Progress today aims to put Labour’s achievements in office at the heart of the party’s debate over its future with a plain-speaking pamphlet published to mark the 20th anniversary of the landslide victory under Tony Blair.
The “modernisers'” pressure group has amassed a series of prominent ex-ministers, including former ex-home secretary Jacqui Smith, to mount a sustained defence of Labour’s 13 years in power.
Record highlights a series of landmark Labour achievements, such as investment in the NHS, action on child poverty, peace in Northern Ireland and the introduction of tax credits and the national minimum wage, as well as warning of the impact of “successive” leaders who have failed to defend the party’s record.
It also delivers an “audit” of Labour’s reforms at a time when Jeremy Corbyn has won two leadership elections on the back of a critique of Blairism and after five years in which Ed Miliband sought to distance himself from New Labour.

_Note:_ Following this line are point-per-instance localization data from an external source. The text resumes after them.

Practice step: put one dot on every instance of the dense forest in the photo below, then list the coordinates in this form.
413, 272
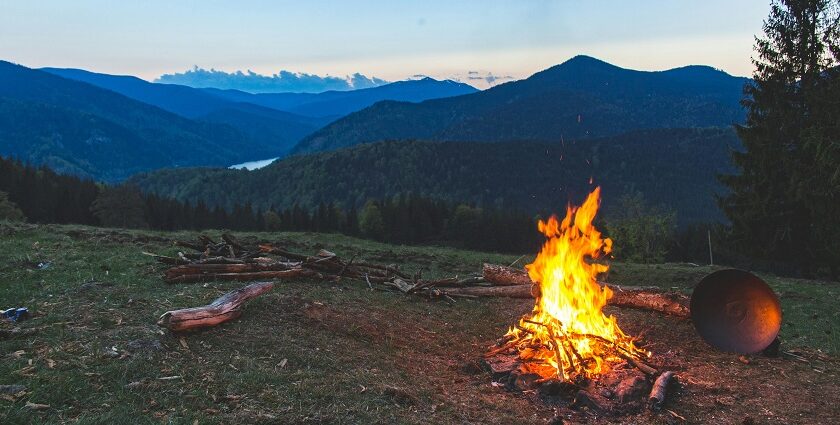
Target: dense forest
676, 168
648, 233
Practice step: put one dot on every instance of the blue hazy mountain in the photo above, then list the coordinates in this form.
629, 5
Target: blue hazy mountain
283, 81
339, 103
78, 128
277, 128
580, 98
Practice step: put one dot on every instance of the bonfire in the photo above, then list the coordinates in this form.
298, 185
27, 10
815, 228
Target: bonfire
567, 336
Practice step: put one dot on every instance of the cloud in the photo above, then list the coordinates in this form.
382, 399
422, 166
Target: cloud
283, 81
488, 78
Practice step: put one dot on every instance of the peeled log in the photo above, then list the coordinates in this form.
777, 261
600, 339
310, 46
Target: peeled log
664, 302
659, 390
221, 310
646, 299
242, 277
191, 269
504, 276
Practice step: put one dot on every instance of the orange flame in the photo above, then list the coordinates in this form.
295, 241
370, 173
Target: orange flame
567, 333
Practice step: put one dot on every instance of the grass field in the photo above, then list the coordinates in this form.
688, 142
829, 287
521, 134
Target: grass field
315, 352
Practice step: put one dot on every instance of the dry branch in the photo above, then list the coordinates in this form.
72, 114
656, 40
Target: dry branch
659, 390
230, 260
503, 275
221, 310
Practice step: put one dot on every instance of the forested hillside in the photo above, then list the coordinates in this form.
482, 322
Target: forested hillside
674, 168
339, 103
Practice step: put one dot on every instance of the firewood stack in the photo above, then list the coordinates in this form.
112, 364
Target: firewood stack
229, 260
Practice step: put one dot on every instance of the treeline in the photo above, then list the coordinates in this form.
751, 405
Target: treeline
642, 232
40, 195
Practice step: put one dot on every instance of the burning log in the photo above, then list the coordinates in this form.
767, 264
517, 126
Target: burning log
224, 308
241, 277
660, 388
632, 297
664, 302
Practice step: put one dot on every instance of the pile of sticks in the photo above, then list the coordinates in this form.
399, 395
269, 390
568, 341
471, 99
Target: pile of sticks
228, 260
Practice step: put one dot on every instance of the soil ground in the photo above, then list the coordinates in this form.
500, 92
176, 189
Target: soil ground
315, 352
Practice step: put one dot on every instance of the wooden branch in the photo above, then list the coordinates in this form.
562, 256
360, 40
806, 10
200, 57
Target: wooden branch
191, 269
645, 298
504, 275
659, 390
224, 308
513, 291
664, 302
242, 277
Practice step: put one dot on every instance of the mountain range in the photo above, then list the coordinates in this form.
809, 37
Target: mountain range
529, 144
580, 98
676, 168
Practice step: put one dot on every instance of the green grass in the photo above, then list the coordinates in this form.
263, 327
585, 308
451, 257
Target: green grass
307, 352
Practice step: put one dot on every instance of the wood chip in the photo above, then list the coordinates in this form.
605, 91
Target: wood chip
36, 406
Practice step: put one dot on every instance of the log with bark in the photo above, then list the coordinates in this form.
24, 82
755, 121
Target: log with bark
659, 390
224, 308
645, 298
231, 260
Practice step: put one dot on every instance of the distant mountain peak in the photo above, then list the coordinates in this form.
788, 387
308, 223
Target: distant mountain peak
587, 61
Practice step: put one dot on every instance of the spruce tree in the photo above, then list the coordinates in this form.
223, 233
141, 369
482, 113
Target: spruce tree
771, 205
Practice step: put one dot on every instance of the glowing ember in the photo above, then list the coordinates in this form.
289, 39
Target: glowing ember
567, 335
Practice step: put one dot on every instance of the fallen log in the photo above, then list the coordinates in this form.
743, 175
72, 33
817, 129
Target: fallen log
504, 275
644, 299
191, 269
671, 303
224, 308
659, 390
514, 291
241, 277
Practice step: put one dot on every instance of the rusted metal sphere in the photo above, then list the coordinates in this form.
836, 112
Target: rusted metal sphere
735, 311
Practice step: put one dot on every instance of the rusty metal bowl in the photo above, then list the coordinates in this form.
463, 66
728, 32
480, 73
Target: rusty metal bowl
735, 311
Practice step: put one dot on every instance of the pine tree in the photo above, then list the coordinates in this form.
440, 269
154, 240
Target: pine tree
9, 210
770, 205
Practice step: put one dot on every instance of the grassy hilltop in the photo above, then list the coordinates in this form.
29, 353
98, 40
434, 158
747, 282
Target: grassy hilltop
321, 352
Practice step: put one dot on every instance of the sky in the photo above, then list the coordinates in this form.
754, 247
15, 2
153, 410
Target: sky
392, 40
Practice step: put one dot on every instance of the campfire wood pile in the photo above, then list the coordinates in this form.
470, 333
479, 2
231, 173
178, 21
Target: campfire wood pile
629, 386
229, 260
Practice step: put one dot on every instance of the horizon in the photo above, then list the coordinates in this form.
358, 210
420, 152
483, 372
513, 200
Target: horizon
481, 44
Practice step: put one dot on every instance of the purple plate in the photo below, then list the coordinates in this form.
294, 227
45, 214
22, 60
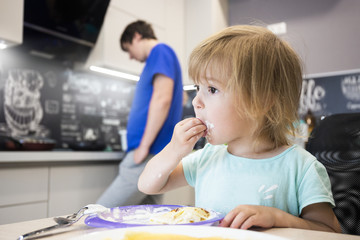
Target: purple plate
139, 215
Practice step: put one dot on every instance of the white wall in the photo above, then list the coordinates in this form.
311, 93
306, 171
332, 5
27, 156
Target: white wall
166, 17
180, 23
326, 33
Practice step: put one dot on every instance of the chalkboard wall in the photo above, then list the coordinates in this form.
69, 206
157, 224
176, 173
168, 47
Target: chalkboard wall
331, 93
49, 99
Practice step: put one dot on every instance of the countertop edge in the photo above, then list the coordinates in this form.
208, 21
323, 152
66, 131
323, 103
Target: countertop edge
56, 156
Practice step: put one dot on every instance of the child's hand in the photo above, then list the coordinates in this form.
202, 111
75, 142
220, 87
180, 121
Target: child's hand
246, 216
186, 133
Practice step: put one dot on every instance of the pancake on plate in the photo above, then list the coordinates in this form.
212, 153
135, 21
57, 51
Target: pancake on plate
181, 215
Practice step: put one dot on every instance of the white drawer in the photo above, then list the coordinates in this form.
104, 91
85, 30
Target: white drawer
23, 185
24, 212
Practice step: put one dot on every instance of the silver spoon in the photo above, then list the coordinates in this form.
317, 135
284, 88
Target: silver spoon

In a lengthy editorial it quotes from the former prime minister, who has fought back against Corbyn’s attack on his economic record, and says: “As Blair himself says, the idea that New Labour was ‘some neo-liberal government’ does not stand up to scrutiny: record investment in the National Health Service, a national minimum wage, civil partnerships, millions lifted out of poverty, doubling the aid and education budgets, the Human Rights Act, Sure Start, the Good Friday agreement, a record fall in homelessness.
“It was a government that every social democrat should be proud of. ‘That’s not a betrayal of principles, it’s the implementation of it’ [Blair added].”
The pamphlet also carries pieces from Stephen Twigg, the former education minister, Kitty Ussher, ex-City minister, and Dame Anne Begg, a former MP and highly-regarded disability campaigner.
“To be modernising, forward-looking and, yes, new, Labour must start rejecting the analysis that says it wasted its time in office. Instead, we should say that Labour government was good, and the next one will be better. This is our record, let us build on it,” concludes the final editorial.